Demitri Túlio
12/07/2008 00:51
SABIA QUE ESTAVA sendo traída. O marido andava esquisito e não a procurava há mais de seis meses. E ainda não havia motivo pra fornicação rarear. Estavam longe de completar 10 anos de casados e só um rebento apareceu até ali. Ela era motivo de atração e fuxicos nas fazendas de cana-de-açucar. Não era difícil pegar-lhe na lida, montada num trator, apenas de biquíni. Um mulherão, seios além da propensão e batatas alopradas.
ESTAVA ENCAFIFADA, vexada com o desprezo. Não era mulher de passar chifres. Não. Fogosa, não faltariam cáftens, galos e cachorros. Mas, o adultério não a apetecia. Morreria de um homem só, mesmo que o safado estivesse aprontando. Foi assim com a avó e a mãe. Cabeças floridas das puladas de cerca dos maridos, porém elas ali: de uma fidelidade canina.
DEIXOU DE PROCURAR nas golas das camisas bocas de batons. Também não farejava mais perfume barato e nem esquadrinhava manchas no front das cuecas. Cansou. Não havia vestígio sequer, um fiozinho de cabelo que não fosse seu ou do próprio homem. Nem um bilhete no bolso, nem o dinheiro voltava faltando. Diacho! Era o cão em forma de rapariga, não deixava rasto!
OU ENTÃO ERA UM homem. Um dos viados que faziam enxame na Santo Agostinho, rua da devassidão. Não, mas o esposo não. Era desprovido de vocação para desmunhecar.
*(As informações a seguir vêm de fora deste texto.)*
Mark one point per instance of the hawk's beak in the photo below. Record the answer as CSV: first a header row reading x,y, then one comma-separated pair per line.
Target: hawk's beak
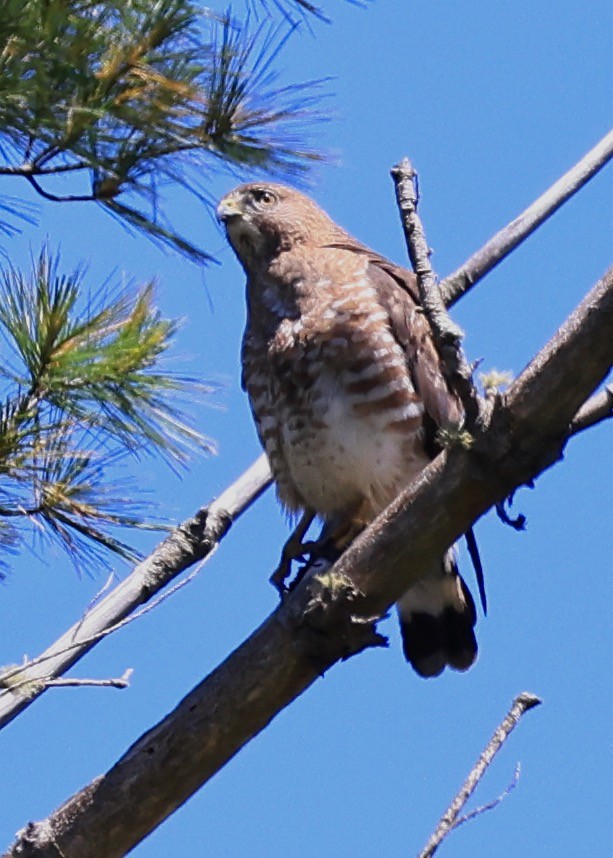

O TEMPO FOI SE INDO e ela deixando pra lá o que não havia remédio. Mesmo nas noites que o calor lhe incendiava o pudor. Corria pra cacimba, no quintal, e ia até o amanhecer se lavando. Lua daquelas, viu que o marido despertou e lhe espiava por entre as brechas do janelão. Greta escancarada, acocorada em cima do anel do poço, animou-se com a suposta ressurreição de Lázaro. Coitada, pura ilusão.
TESTEMUNHOU TAMBÉM, ponta de pé, após seguir seu homem até o curral, coisa que a fez quase queimar de febre. Ela agora, ainda nua, cubava-o pela fresta da porta de gemer a dobradiça. Nu, hirto, o marido percorria com as mãos o dorso de uma fêmea. Sussurrava algo nas orelhas da jumenta e minutos depois, equilibrando-se num tamborete, ia e vinha segurando as ancas do animal. Ali mesmo, vomitou o que tinha e o que não havia no estômago.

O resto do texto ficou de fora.